Uma vez que estou com as mãos na massa, ainda conto um episódio sucedido com o pai do Zé de Melo. Este era Júnior, aquele era simplesmente José de Melo, antigo escrivão de direito na comarca de Luanda.
Habituado às terras tropicais, como sucede a muitos que, por lá andaram muitos anos, se desprendem completamente da metrópole, José de Melo Pai fixou a sua residência no Bié, depois de aposentado. Vivia só, ou juridicamente só. Tinha a mulher na metrópole com uma filha, mas de certa altura da vida em diante não voltou cá, tendo mandado ir o filho para a companhia dele, quando ainda em Luanda.
Tinha ele um carro Ford, daqueles primeiros que se fabricaram, de calça arregaçada, assim chamados por terem as rodas altas e se prestarem à travessia de regiões de solo irregular, semeado de pedregulhos, por entre e por cima dos quais o Ford passava sem se molestar.
Um dia, José de Melo Pai, apareceu em minha casa muito aborrecido, e contou o que sucedera.

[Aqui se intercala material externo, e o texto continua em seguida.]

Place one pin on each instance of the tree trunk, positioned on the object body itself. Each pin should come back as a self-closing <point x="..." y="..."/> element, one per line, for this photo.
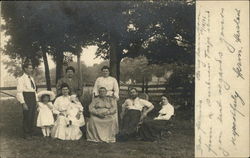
<point x="47" y="74"/>
<point x="59" y="65"/>
<point x="115" y="61"/>
<point x="79" y="69"/>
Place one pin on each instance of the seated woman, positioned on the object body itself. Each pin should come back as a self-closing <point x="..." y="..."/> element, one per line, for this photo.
<point x="102" y="124"/>
<point x="150" y="130"/>
<point x="68" y="120"/>
<point x="75" y="118"/>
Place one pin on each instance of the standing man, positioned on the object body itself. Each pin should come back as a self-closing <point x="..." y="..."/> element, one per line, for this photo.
<point x="26" y="95"/>
<point x="71" y="80"/>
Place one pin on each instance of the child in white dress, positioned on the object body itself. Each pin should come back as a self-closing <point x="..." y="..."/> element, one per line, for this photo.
<point x="67" y="125"/>
<point x="75" y="119"/>
<point x="45" y="118"/>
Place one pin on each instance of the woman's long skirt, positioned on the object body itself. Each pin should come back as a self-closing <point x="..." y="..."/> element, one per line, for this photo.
<point x="102" y="129"/>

Tinha-se instalado no carro para seguir para o Huambo (hoje, Nova Lisboa), quando, ao dar as primeiras pedaladas no arranque para pôr o carro a andar, sentiu uma forte picada debaixo dele, que o fez dar um salto. Saiu do carro para verificar o que se passava, e deu com um enxame de abelhas instalado dentro da almofada do automóvel, na qual se tinha metido por um pequenino orifício que as abelhas descortinaram na almofada. Esta era de couro, mais ou menos oca, com espaço suficiente para a colmeia trabalhar. As abelhas é que, senhoras da fortaleza, não consentiram que um estranho lhes fechasse a entrada, e puseram em acção a sua arma de defesa, dando uma forte ferroada naquilo que encontraram e que, pelos modos, não lhes ofereceu inteira resistência ao ataque.

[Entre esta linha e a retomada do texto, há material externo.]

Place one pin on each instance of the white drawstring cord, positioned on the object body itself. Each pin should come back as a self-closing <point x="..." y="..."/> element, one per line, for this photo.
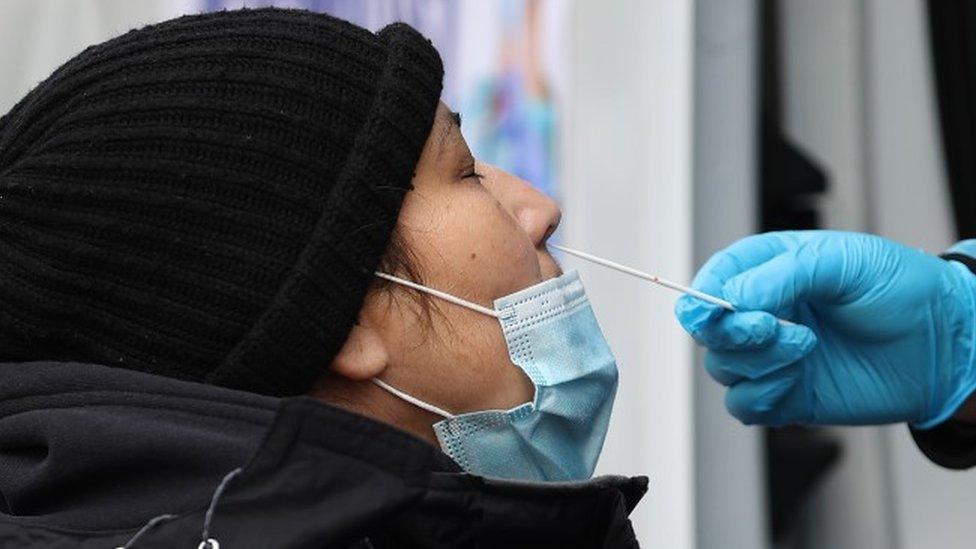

Foi um trabalhão para espantar dali as abelhas, tendo-se aproveitado, para o feito, a perícia dos mais hábeis apícolas indígenas. É claro que José de Melo nesse dia não seguiu para Huambo, que fica a muitas dezenas de quilómetros de Silva Porto, que era, e é, a sede do Distrito do Bié, e hoje é sede de Província e de Diocese, além de Comarca, que já era, talvez, a melhor do nosso Ultramar, debaixo do ponto de vista climatérico. São das mais gratas ao meu espírito as recordações que conservo daquela terra, entre as quais avultam, como acabais de verificar, esses episódios em que as abelhas desempenharam o principal papel.